Dear Relatives
by Serine Halverson

Dear Relatives,

 
   

By mid-February, many Alaskans begin pining for summer like a long, lost lover. We cope by popping vitamin D, standing in front of full-spectrum lights made for seasonal affective disorder, sleeping 10 hours a day, and generally losing our minds to cabin fever. And the only cure for that fever is a beautiful Alaska summer.

During summer, Alaskans stop daydreaming about sandy beaches, and they start enjoying their own backyards. For a few precious days out of a few precious months, Alaska thermometers might actually reach 75 degrees! In the case of such an event, Alaskans are well prepared with an excuse to ditch work, car-top carriers at the ready, locked and loaded for the outdoors.


 
   

Then why, relatives from the Lower 48, do you send us Christmas cards, announcing June weddings? Why do you ask us to see your new baby in July, also known as peak salmon fishing season! Haven’t you heard of family planning?

If you’re having a family reunion, have it in February. It’s not about weathering the outdoors; it’s about weathering the gene pool. Everything will likely be iced over anyway.

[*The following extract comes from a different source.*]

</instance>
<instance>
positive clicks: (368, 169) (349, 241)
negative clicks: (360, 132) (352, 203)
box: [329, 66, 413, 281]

Do you feel that autumn colors will be a perfect backdrop for your son’s bar mitzvah? Quite to the contrary, red is the color of anger and orange is just tacky. Is that really how you want your thirteen-year-old to enter adolescence? Angry and awkward? Besides, it’s moose hunting season! Do you want your poor, distant relatives in Alaska to starve to death?

Why do you force me to choose? Ugly bridesmaid dress, or barn-door halibut? Drunken second cousin or bear viewing? Hunting for cufflinks in Walmart, or hunting for Dall sheep from cliff walls? It doesn’t matter what time of year; the bridesmaid dress will still be ugly, the second cousin still drunk, and the cufflinks stocked at rollback prices. But the window of time to enjoy summer in Alaska is so fleeting.

 
   

I’m not suggesting that you shouldn’t have big celebrations for the milestones in your life; merely requesting that you hold them on Maui, in February, preferably during a four-day weekend. If I’m going to drop $700 on a plane ticket, can I at least get a mid-winter tan?

Much love,

Your Disgruntled, Distant Relative from Alaska


Serine Halverson is associate editor at Alaska magazine.